Hoyt Benjamin W, Riccio Cory A, LeClere Lance E, Kilcoyne Kelly G, Dickens Jonathan F
USU-WRNMMC Department of Surgery, Bethesda, Maryland, USA.
Department of Orthopaedic Sports Medicine, United States Naval Academy, Annapolis, Maryland, USA.
Video J Sports Med. 2021 Jul 1;1(4):26350254211006727. doi: 10.1177/26350254211006727. eCollection 2021 Jul-Aug.
Posterior glenoid bone loss occurs in more than two-thirds of patients with posterior glenohumeral instability, with 14% to 22% having greater than subcritical bone loss (13.5%), a marker for potential need for bony augmentation versus soft tissue-only procedures. Several techniques are described to augment either the version or volume of the glenoid surface including osteotomies, autograft transfers, and allograft tibia transfers.
Arthroscopic-assisted allograft distal tibia bone block augmentation to the posterior glenoid is indicated for revision posterior instability procedures with posterior bone loss and in primary cases of posterior instability with critical bone loss.
Arthroscopic posterior glenoid reconstruction with allograft distal tibia and posterior labral repair in the lateral position is presented. This technique uses standard instrument sets and requires no patient repositioning. The preplanned tibial bone block is prepared on a back table either prior to, or concurrently with, arthroscopic procedure. After creation of high posterior portal and standard anterior portal, a sucker-shaver and burr are used to create a perpendicular edge for apposition of the allograft tibia. The bone block is introduced through a longitudinal incision and underdelivered to the prepared surface under the liberated labrum. The articular surface of the graft and glenoid are aligned and cannulated screws are used to compress the bone block against the native glenoid. The posterior labral tissue is then mobilized over the graft and repaired to the native glenoid.
Arthroscopic distal tibial allograft augmentation for posterior bone loss restored stability and function in a small cohort of patients. Patients reported improved stability in the immediate postoperative course, with restoration of motion by 2 months. Push-ups, pull-ups, and return to full active duty without restrictions is allowed at 6 months postoperatively. Imaging at 3 months postoperatively has shown excellent graft healing.
The benefits of allograft tibia augmentation for posterior instability with glenoid bone loss include an anatomic joint surface restoration including articular cartilage, lack of donor site morbidity, and a minimally invasive approach. When performed arthroscopically, this technique permits concurrent posterior labral repair and anatomic reconstruction.
三分之二以上的后盂肱关节不稳患者存在肩胛盂后缘骨质缺损,其中14%至22%的患者骨质缺损超过临界值(13.5%),这是可能需要进行骨质增强而非单纯软组织手术的一个指标。描述了几种增加肩胛盂表面形态或容积的技术,包括截骨术、自体骨移植和异体胫骨移植。
关节镜辅助下异体胫骨远端骨块增强肩胛盂后缘适用于伴有后缘骨质缺损的后不稳翻修手术以及伴有临界骨质缺损的原发性后不稳病例。

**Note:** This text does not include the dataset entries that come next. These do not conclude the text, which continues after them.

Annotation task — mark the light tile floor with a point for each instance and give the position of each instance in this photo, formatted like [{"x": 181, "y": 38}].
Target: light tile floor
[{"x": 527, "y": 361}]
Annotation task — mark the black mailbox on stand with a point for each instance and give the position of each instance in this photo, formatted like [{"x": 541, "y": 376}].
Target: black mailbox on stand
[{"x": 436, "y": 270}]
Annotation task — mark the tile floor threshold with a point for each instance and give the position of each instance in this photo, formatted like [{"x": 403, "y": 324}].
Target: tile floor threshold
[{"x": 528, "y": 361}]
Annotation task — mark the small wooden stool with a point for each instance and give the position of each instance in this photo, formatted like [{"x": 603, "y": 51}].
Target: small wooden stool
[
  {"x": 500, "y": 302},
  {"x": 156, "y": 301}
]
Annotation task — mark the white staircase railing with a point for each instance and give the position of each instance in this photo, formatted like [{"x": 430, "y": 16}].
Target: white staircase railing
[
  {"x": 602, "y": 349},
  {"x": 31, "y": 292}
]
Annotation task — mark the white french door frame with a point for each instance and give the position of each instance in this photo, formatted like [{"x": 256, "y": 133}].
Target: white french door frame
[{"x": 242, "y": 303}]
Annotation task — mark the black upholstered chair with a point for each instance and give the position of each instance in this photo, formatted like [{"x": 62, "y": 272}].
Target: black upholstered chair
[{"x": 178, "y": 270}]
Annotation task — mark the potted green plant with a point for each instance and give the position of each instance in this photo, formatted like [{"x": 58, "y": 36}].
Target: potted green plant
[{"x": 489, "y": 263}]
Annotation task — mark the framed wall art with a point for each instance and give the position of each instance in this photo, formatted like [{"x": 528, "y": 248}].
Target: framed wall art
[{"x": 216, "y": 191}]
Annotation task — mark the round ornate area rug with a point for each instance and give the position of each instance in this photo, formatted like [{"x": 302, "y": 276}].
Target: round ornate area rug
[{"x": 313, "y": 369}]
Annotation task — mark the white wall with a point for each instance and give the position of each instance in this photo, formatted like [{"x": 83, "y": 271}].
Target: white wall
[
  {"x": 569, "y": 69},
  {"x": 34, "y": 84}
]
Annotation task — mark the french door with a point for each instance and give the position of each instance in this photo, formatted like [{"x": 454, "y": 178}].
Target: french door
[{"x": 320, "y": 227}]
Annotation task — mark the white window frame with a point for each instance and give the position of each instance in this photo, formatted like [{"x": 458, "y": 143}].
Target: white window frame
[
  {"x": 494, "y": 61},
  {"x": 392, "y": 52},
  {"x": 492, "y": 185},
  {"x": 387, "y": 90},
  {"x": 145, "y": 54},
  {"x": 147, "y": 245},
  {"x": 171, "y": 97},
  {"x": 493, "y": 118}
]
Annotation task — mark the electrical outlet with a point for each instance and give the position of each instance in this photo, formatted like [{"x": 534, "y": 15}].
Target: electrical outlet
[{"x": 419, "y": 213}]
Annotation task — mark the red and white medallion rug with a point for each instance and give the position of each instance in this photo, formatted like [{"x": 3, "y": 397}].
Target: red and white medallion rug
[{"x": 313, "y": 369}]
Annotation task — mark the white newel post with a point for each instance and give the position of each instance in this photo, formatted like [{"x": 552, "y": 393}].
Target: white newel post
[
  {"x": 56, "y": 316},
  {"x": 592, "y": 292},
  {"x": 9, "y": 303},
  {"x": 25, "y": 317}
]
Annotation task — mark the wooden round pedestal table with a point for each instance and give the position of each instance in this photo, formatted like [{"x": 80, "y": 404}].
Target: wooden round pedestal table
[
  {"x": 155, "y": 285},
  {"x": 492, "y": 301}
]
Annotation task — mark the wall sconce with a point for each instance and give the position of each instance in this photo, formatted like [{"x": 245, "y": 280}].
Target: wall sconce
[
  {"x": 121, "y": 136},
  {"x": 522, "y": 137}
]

介绍了在侧卧位下使用异体胫骨远端进行关节镜下肩胛盂后缘重建及后盂唇修复。该技术使用标准器械套装,无需重新摆放患者体位。预先规划好的胫骨骨块可在关节镜手术前或同时在器械台上制备。建立高位后入路和标准前入路后,使用吸引刨削器和磨钻为异体胫骨的贴合创建一个垂直边缘。骨块通过纵向切口引入,并在游离盂唇下方递送至准备好的表面。将移植物和肩胛盂的关节面对齐,使用空心螺钉将骨块压向自体肩胛盂。然后将后盂唇组织游离至移植物上方并修复至自体肩胛盂。
关节镜下异体胫骨移植增强治疗后缘骨质缺损在一小群患者中恢复了稳定性和功能。患者报告术后即刻稳定性改善,2个月时恢复活动度。术后6个月允许进行俯卧撑、引体向上,且可 unrestricted 恢复全负荷活动。术后3个月的影像学检查显示移植物愈合良好。
异体胫骨增强治疗伴有肩胛盂骨质缺损的后不稳的益处包括恢复包括关节软骨在内的解剖学关节面、无供区并发症以及微创方法。当通过关节镜进行时,该技术允许同时进行后盂唇修复和解剖重建。